Bundan iki yıl bir ay önce, 14 Mayıs Pazartesi günü, sabaha karşı saat 5 civarında İstanbul’da “1 Mayıs operasyonu” adı altında anarşistlere yönelik kapsamlı bir operasyon yapıldı. Polisin elinde bankalara ve şirketlere yönelik eylemlerde bulunduğu düşünülen 17 kişilik bir liste vardı. Buna polisin fişlemelerinde adının karşısında “anarşist” yazanlar eklendi. Ha bir de iki yıldır birçok kişinin telefonunu dinledikleri ancak hiçbir şey bulamadıkları bir anarşist örgüt dosyaları vardı. Hepsini toplayarak 60 kişilik bir anarşist cadı avı başlattılar.
Sabahın seherinde “terörle mücadele ekipleri” tarafından uzun namlulu silahlarla eş zamanlı gözaltı ve arama operasyonları düzenlendi. Bu operasyonlardan biri de Kadıköy’de bulunan Paylaşma ve Dayanışma Derneğine (PAYDA) yapılmıştı. O sırada dernekte bulunan Furkan Çelik, Oğulcan Akdoğan ve Deniz Benol darp ederek gözaltına almak istenmişti. Sadece Furkan Çelik hakkında yakalama kararı olmasına rağmen orada bulunan ellerini ters kelepçeleyerek ayaküstü sorguya tutmaya çalışan 25 polise direnerek karşılık veren anarşistler 5 katlı binanın merdivenlerinden sürüklenerek ve yine darp edilerek indirilmişlerdi…
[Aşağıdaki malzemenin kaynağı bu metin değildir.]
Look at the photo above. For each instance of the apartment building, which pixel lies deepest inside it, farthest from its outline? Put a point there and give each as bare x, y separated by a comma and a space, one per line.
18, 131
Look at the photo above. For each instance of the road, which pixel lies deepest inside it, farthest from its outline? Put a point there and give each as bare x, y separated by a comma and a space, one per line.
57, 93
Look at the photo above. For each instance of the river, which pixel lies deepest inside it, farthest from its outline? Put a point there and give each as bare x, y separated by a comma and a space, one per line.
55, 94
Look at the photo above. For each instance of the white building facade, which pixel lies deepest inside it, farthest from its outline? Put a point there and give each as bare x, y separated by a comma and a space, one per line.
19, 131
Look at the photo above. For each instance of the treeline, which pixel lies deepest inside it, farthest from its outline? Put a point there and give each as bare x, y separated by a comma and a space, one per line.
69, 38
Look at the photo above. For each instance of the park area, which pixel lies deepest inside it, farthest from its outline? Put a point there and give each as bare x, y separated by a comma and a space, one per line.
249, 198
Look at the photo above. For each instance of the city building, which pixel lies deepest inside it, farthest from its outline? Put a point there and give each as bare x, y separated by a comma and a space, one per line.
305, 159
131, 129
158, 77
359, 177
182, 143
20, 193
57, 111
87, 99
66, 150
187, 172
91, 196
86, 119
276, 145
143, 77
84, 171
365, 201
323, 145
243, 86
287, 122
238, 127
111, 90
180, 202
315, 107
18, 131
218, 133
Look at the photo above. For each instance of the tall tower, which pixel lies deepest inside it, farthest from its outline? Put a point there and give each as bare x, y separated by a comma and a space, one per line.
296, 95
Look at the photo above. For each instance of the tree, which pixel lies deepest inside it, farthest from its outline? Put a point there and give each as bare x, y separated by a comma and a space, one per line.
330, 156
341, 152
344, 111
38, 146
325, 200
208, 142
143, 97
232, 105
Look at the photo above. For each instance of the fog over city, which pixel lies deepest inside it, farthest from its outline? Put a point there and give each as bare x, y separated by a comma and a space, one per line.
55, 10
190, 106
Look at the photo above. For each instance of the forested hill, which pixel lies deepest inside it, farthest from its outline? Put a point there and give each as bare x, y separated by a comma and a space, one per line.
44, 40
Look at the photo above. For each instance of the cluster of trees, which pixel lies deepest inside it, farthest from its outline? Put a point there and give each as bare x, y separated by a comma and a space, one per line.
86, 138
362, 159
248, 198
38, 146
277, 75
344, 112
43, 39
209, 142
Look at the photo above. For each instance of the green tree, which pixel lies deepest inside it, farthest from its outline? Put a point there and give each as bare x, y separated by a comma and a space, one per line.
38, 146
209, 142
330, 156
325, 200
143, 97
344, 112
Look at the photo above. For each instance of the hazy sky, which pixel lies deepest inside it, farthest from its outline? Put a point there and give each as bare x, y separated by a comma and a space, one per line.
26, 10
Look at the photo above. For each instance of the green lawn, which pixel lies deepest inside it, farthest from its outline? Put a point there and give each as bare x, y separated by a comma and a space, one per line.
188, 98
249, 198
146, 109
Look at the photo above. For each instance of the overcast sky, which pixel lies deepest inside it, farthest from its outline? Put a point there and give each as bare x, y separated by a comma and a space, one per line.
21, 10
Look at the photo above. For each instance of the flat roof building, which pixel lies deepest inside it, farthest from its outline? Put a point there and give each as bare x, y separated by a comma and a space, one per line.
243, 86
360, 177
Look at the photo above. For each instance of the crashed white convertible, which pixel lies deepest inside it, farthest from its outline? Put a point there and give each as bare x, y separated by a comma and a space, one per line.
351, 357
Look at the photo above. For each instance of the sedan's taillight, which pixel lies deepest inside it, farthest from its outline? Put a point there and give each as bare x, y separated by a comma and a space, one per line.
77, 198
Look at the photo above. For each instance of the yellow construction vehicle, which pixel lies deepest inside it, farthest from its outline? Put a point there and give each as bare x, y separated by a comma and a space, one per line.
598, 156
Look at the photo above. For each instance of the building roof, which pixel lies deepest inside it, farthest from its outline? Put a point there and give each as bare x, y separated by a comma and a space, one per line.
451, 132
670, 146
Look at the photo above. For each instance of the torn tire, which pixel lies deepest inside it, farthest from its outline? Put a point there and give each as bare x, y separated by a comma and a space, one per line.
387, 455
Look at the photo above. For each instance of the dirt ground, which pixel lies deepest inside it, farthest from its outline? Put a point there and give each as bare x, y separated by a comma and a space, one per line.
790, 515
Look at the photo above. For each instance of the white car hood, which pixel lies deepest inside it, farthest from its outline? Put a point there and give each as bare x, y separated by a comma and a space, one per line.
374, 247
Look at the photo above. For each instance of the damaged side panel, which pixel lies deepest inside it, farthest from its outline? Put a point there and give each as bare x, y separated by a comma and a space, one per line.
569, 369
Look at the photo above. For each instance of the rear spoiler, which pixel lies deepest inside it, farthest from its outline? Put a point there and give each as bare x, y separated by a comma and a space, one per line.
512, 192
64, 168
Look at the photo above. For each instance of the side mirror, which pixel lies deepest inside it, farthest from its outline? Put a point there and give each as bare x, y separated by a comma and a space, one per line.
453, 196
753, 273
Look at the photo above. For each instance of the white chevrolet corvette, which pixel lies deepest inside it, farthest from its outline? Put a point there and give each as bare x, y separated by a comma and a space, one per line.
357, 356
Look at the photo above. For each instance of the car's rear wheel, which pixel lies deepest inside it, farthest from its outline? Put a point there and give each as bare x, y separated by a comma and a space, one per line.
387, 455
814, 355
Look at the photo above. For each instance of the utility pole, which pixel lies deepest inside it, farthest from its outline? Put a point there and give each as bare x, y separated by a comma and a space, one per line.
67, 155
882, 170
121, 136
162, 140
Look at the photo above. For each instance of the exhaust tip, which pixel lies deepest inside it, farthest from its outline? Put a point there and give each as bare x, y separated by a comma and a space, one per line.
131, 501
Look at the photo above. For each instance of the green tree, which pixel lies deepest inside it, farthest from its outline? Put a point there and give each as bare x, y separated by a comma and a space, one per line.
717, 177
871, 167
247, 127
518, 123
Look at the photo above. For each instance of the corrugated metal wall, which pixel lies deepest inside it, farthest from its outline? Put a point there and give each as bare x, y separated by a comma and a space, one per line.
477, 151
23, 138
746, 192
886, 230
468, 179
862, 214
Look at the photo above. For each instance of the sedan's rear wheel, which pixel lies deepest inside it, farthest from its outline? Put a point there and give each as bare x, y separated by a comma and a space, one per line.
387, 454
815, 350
1 Mayıs dosyasında örgüt bulunamadı ve mala zarar verme ve kanunsuz gösteri gibi suçlamalarla dava açıldı. PAYDA’dan gözaltına alınan 3 kişi hakkında ise buna ek olarak “memura direnmek” ve “hakaret suçlamasıyla dava açıldı. Davayı açan savcıya göre anarşistlerin “katil polis hesap verecek” diye slogan atmaları polislere hakaretti. Dahası bu polislerin “görevlerini” yapmalarını engellemeye yönelik bir tehditti bu yüzden de memura mukavemet suçu oluşmuştu. Furkan, Oğulcan ve Deniz yargılandılar ve yargılama sonucunda polislere “hakaret” ettikleri ve direniş gösterdikleri için 20’şer ay hapis cezasına hükmedildiler.
Katil polis hesap verecek sloganının devlet tarafından bu kadar ciddiye alınmasının elbette arkasında yatan çok ciddi nedenler var. Devlet adaletsizliklere karşı sokağa çıkan ezilenleri sindirmek için polisi jandarmasıyla koca bir silahlı gücü, savcılık ve mahkemelerden oluşan adliye teşkilatını, L tipinden F tipine kadar cezaevlerini kullanıyor. Sokakta, karakolda devrimciler polis tarafından hedef gözetilerek katlediliyor. Ve devlet, kendisini koruyan kiralık katillerini her zaman koruyor.
Uluslararası Baran Tursun Vakfı’nın verilerine göre 2007 yılından bu yana 162 kişi polis tarafından öldürüldü. 27 kişi polis karakollarında ölü bulundu. Bunların büyük çoğunluğunda failler hakkında hiçbir işlem yapılmadı. Çünkü soruşturmayı yürütenler katillerin kendisi olunca elbette bütün deliller yok edilecek ve dosya kapatılacaktır. Dava açılan çok az sayıdaki cinayette ise “zor kullanma yetkisinin aşılması” veya “meşru savunma”, “haksız tahrik” gibi hükümler uygulanarak polisler hakkında ya beraat kararı verildi ya da kısa süreli cezalar verilerek polislerin benzer katliamları cesaretlendirildi. İşte budur devletin adalet mekanizması ve adalet anlayışı…
Polis, sokağa çıkan herkese yönelik işkence ve cinayet suçları işlemeye devam ediyor. Hakkını arayan işçi, deresini koruyan köylü, özgürlük isteyen halk, adalet isteyen kadın vs sokağa çıkan her kesim polis şiddetine maruz kalıyor ve yargı mekanizması da cezasızlıkla işkencecileri ve katilleri koruyor. Ancak elbette ezilenlerin mücadelesiyle er ya da geç katiller ve işkenceciler hesap vereceklerdir. Çünkü insanlık suçlarında zamanaşımı olmaz.
İşte bundandır “katil polis hesap verecek” diye slogan atılınca katillerin ve katilleri kollayıp aklayanların üzerlerine alınmaları, kendilerine vazife çıkarmaları.